Se i ricorsi davanti al giudice amministrativo sono stati tutti persi, è rimasta ora la carta della disperazione. Il ricorso in Cassazione per “eccesso di potere” del Consiglio di Stato. Il ricorso verrà discusso il prossimo 23 novembre.
Ovviamente è un ricorso senza speranza. La tesi del procuratore romano è che il CdS abbia limitato la “discrezionalità” propria del Csm in tema di nomine. Le sentenze a favore di Viola sono comunque chiarissime. Il Csm ha violato le sue stesse regole in tema di incarichi direttivi. Viola per il momento non ha voluto indossare l’elmetto per lo scontro finale e chiedere l’ottemperanza della sentenza del giudice amministrativo che il Csm si rifiuta di eseguire. Nel frattempo, però, i mesi passano.

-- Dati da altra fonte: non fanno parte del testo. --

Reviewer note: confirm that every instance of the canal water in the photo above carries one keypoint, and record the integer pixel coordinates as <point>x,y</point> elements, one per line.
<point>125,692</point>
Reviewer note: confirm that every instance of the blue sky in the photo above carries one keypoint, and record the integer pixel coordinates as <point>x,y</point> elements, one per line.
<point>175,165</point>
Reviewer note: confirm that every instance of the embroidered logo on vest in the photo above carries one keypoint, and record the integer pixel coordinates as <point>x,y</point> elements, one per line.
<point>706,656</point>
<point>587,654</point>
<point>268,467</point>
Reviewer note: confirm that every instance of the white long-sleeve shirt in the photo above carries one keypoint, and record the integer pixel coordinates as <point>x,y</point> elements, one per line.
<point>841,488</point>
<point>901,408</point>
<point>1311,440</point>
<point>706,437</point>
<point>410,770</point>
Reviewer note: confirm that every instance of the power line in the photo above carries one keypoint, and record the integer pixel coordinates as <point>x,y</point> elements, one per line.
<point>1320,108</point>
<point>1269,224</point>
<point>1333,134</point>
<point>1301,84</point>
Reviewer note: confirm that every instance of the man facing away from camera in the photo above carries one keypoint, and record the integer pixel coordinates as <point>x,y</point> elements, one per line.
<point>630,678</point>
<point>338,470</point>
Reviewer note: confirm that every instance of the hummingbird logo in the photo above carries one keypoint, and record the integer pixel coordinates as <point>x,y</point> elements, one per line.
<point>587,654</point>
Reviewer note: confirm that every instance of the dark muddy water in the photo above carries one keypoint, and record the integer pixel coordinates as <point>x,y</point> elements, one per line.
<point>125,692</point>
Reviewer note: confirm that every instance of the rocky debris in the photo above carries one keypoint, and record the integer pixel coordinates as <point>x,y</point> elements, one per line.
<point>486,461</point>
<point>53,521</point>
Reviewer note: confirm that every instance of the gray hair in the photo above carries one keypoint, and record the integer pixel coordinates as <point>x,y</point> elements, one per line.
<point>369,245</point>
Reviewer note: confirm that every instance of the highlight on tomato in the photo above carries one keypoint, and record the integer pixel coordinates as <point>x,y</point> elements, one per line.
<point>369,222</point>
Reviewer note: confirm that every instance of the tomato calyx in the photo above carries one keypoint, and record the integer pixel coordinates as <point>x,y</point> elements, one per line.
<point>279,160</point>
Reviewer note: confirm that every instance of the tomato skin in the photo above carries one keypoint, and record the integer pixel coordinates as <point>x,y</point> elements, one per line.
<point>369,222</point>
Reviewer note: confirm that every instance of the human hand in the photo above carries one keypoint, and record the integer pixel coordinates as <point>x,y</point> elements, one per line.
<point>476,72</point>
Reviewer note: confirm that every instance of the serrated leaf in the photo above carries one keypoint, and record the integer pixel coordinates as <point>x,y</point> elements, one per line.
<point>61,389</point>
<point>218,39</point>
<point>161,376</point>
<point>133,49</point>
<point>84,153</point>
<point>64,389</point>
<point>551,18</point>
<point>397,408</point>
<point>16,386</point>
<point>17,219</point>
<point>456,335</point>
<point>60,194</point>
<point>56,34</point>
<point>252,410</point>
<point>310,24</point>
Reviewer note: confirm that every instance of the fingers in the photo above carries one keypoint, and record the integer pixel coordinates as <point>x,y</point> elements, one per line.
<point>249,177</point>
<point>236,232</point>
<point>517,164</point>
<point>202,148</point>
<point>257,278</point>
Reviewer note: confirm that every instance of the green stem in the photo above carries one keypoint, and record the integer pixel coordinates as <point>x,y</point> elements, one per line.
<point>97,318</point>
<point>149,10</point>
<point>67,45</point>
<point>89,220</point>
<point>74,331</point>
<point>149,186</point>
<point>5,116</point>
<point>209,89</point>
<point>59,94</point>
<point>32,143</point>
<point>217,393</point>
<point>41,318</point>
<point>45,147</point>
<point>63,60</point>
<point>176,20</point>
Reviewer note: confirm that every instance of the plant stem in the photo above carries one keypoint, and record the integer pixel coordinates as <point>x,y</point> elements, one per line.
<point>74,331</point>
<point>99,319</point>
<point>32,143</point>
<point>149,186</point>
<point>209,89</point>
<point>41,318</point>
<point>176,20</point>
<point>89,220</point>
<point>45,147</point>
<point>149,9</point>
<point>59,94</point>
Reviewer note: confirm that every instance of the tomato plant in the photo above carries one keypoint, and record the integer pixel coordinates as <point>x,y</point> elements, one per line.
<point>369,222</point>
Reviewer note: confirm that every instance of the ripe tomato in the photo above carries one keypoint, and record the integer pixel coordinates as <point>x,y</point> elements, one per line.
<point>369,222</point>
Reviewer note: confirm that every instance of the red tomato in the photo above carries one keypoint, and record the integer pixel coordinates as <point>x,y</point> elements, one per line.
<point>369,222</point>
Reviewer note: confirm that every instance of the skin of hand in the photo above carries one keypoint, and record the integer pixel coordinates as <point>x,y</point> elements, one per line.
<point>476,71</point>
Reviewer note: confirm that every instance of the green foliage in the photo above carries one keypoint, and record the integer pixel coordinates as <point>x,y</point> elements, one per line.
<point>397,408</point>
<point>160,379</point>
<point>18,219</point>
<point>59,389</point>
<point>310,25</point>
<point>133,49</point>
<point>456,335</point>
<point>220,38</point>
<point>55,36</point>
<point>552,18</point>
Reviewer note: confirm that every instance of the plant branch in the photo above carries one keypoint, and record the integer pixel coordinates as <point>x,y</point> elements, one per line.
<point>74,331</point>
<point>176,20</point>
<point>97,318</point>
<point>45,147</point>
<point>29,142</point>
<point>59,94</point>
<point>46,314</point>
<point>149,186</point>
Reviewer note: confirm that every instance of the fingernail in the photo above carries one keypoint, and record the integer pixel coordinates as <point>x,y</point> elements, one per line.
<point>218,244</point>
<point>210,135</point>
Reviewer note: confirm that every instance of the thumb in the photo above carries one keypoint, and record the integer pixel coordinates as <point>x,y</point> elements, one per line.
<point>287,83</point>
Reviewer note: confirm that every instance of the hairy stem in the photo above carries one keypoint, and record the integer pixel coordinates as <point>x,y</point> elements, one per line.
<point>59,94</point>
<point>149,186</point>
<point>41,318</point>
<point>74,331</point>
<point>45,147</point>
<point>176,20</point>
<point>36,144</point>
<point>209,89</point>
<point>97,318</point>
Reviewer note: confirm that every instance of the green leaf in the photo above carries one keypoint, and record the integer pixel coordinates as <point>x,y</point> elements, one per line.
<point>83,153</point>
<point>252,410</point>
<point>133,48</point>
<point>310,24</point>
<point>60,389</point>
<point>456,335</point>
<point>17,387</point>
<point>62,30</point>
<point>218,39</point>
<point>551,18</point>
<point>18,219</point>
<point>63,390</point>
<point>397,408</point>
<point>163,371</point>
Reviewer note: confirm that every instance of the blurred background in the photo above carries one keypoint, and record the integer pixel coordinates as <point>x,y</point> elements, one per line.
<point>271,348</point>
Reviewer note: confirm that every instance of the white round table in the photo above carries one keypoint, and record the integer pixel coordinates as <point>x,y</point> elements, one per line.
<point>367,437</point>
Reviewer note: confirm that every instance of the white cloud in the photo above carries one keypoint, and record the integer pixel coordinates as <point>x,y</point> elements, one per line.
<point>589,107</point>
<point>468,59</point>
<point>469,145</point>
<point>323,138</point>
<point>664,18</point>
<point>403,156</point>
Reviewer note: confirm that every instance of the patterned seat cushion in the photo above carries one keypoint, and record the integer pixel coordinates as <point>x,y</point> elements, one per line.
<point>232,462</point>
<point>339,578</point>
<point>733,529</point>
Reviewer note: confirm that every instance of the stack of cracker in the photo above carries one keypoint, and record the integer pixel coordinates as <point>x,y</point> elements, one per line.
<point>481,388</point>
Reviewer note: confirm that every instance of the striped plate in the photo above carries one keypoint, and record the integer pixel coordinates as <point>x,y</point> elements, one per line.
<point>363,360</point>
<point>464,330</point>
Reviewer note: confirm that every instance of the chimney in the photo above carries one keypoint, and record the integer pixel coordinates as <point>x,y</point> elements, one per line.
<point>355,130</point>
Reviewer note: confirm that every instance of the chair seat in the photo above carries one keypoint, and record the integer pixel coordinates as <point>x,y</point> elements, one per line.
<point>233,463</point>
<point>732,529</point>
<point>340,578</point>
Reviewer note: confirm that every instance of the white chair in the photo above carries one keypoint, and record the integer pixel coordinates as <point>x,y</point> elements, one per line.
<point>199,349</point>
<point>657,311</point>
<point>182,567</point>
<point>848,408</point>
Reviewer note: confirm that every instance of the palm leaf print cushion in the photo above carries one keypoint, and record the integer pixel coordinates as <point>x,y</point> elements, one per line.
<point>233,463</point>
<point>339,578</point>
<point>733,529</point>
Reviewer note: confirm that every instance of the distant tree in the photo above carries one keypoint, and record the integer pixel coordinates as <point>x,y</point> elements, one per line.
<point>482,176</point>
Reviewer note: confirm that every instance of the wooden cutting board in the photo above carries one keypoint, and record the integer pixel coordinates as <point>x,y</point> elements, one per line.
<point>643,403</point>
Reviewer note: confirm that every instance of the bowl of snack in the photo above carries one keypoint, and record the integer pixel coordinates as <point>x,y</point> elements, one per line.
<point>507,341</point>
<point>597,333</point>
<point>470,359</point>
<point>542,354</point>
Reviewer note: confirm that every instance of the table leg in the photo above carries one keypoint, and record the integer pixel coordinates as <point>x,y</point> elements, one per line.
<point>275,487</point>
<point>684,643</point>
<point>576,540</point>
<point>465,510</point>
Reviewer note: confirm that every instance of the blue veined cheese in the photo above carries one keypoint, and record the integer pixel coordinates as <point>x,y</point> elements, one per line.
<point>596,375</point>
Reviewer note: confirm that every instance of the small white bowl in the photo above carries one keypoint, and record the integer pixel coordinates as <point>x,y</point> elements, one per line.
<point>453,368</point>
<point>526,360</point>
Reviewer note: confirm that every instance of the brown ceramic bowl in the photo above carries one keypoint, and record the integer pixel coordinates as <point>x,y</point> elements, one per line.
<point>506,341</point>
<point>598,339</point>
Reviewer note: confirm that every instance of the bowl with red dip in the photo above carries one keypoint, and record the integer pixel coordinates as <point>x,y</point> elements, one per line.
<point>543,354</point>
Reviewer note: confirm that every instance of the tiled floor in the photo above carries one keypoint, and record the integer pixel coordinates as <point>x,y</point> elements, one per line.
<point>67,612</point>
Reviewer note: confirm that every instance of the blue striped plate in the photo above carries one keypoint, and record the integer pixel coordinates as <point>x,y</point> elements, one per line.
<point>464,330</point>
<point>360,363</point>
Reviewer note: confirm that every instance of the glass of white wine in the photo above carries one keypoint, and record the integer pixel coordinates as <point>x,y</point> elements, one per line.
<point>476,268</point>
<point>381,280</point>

Il tempo è una variabile fondamentale in questa partita. Quando, prima o poi, il Csm, affronterà il dossier, si può essere certi che all’interno del Plenum ci sarà chi alzerà la manina e dirà: “Come facciamo adesso a mandare via Prestipino che da maggio del 2019 sta reggendo, prima come facente funzioni e poi come titolare, la Procura di Roma?”. Un assist importante che rischia di fare carta straccia delle sentenze di Viola. Prestipino, comunque, anche se dovesse essere “salvato” dal Csm, come prevedibile, sarà sempre un procuratore nominato dopo una forzatura. Situazione non piacevole perché tutti sapranno sempre che il candidato più titolato per quel posto era un altro.
Il merito, va detto, non è quasi mai di casa a Palazzo dei Marescialli. Passerà agli annali la frase del togato Valerio Fracassi a Palamara: «Decidi chi va, poi organizziamo il voto». Cosa aggiungere ancora?